COLORADO SPRINGS - Rachael Flick had to tell her 7-year-old twins that their father was not coming home. Micah Flick, an El Paso County deputy, was killed February 5 while investigating an auto theft. While life is often hour by hour for Rachael, she said she's comforted by community support.
“I think I can thank the community every day for the rest of our life and it really would not be adequate,” Rachel said to a gathering of reporters Thursday. “I miss so many things about Micah, I miss my partner, my friend, doing life with him.”
Grieving is a really lonely journey. But people - strangers, kids - have tried to make sure that Rachael was not alone.
“Every card is being read, every gift is opened,” she said. “One of my favorite gifts was receiving a small Ziploc baggy with a couple of quarters from a little girl in a school that I think is probably around the same age as Levi and Eliana (Flick’s 7-year-old twins). Those kinds of things are so precious to us. I just want to thank you guys as a community and as a nation at large.”
The outpouring of support lifted one of Flick’s twins, 7-year-old Eliana, during her father’s funeral.
“Eliana made the comment, she said, ‘mommy, seeing all these people honoring people makes that just a little bit easier - makes my heart a little bit happier.’”

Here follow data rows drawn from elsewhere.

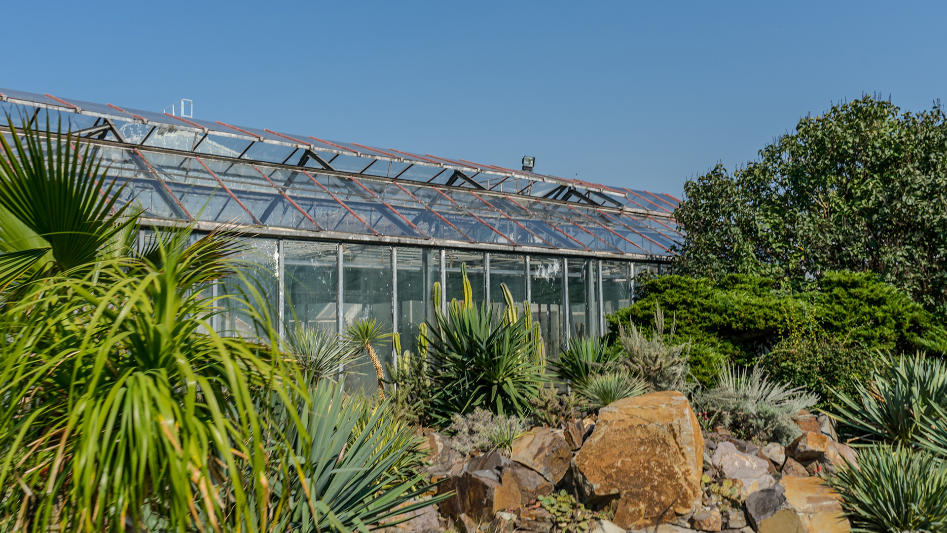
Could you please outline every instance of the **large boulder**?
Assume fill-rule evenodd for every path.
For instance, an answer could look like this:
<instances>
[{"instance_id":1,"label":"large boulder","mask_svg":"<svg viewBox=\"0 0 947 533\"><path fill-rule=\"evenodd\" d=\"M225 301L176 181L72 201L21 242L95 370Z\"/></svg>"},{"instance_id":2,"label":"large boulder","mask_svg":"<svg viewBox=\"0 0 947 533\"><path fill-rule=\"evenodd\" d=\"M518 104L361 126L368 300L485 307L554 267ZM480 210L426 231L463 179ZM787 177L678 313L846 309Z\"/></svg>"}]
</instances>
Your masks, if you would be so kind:
<instances>
[{"instance_id":1,"label":"large boulder","mask_svg":"<svg viewBox=\"0 0 947 533\"><path fill-rule=\"evenodd\" d=\"M717 444L717 450L713 453L713 467L721 477L740 482L735 483L734 487L741 499L776 485L776 479L769 473L768 460L738 451L729 442Z\"/></svg>"},{"instance_id":2,"label":"large boulder","mask_svg":"<svg viewBox=\"0 0 947 533\"><path fill-rule=\"evenodd\" d=\"M847 533L838 493L817 477L784 477L746 499L746 514L759 533Z\"/></svg>"},{"instance_id":3,"label":"large boulder","mask_svg":"<svg viewBox=\"0 0 947 533\"><path fill-rule=\"evenodd\" d=\"M516 437L509 458L536 470L555 485L569 469L572 447L561 430L533 428Z\"/></svg>"},{"instance_id":4,"label":"large boulder","mask_svg":"<svg viewBox=\"0 0 947 533\"><path fill-rule=\"evenodd\" d=\"M439 509L459 524L461 515L490 521L497 511L548 496L553 488L535 470L491 451L468 461L459 475L438 486L438 494L455 492L439 504Z\"/></svg>"},{"instance_id":5,"label":"large boulder","mask_svg":"<svg viewBox=\"0 0 947 533\"><path fill-rule=\"evenodd\" d=\"M614 505L625 529L670 523L701 505L704 437L688 398L652 393L616 401L572 460L576 486L592 505Z\"/></svg>"}]
</instances>

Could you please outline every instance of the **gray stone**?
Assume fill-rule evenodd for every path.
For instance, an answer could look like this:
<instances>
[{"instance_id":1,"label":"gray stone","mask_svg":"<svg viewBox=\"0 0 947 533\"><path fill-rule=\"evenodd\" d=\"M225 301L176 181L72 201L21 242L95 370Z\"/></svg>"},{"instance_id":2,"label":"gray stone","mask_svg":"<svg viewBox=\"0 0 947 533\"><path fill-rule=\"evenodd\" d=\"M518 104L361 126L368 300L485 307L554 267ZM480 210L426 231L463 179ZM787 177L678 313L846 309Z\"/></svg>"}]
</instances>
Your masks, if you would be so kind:
<instances>
[{"instance_id":1,"label":"gray stone","mask_svg":"<svg viewBox=\"0 0 947 533\"><path fill-rule=\"evenodd\" d=\"M746 518L753 529L759 531L759 524L785 505L786 490L781 485L758 490L746 498Z\"/></svg>"},{"instance_id":2,"label":"gray stone","mask_svg":"<svg viewBox=\"0 0 947 533\"><path fill-rule=\"evenodd\" d=\"M721 442L713 454L713 466L725 479L740 481L740 495L743 498L776 485L770 475L769 461L737 450L733 443Z\"/></svg>"},{"instance_id":3,"label":"gray stone","mask_svg":"<svg viewBox=\"0 0 947 533\"><path fill-rule=\"evenodd\" d=\"M762 452L763 455L770 461L773 461L773 464L777 467L781 467L782 464L786 462L786 450L778 442L771 442L767 444L763 447ZM742 525L741 525L741 527L742 527Z\"/></svg>"}]
</instances>

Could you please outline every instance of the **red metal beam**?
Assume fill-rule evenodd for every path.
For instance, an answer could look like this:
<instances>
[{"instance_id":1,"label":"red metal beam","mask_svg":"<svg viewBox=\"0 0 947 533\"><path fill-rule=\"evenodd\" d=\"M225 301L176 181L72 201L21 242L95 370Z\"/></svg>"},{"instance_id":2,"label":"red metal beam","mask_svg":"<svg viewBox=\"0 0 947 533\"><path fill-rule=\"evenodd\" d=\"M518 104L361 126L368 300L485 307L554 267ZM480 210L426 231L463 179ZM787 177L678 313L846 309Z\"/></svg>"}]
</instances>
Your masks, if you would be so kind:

Rachael has several ideas for ways people can affect change and stop the violence against police officers. Three have been killed in Colorado alone since December 31.
“I think it's easy to feel like that one person, that one family making that decision that they're going to honor authority and their family and teach their children about law enforcement doesn't matter, but it really does,” she said. “Just like the little Ziploc baggie of $.75 - those things have power. It takes one person beginning to make that change to make a cultural revolution.”
Rachael suggests people educate themselves about their rights when it comes to being contacted by law enforcement to avoid unnecessary conflicts. She also suggests people educate themselves about what law enforcement does by going on a ride-along, for example, so they might get a better sense of what officers do every day.
And if an officer does something people like, Rachael says you should let them know, so they see the support all the time - not only when someone dies.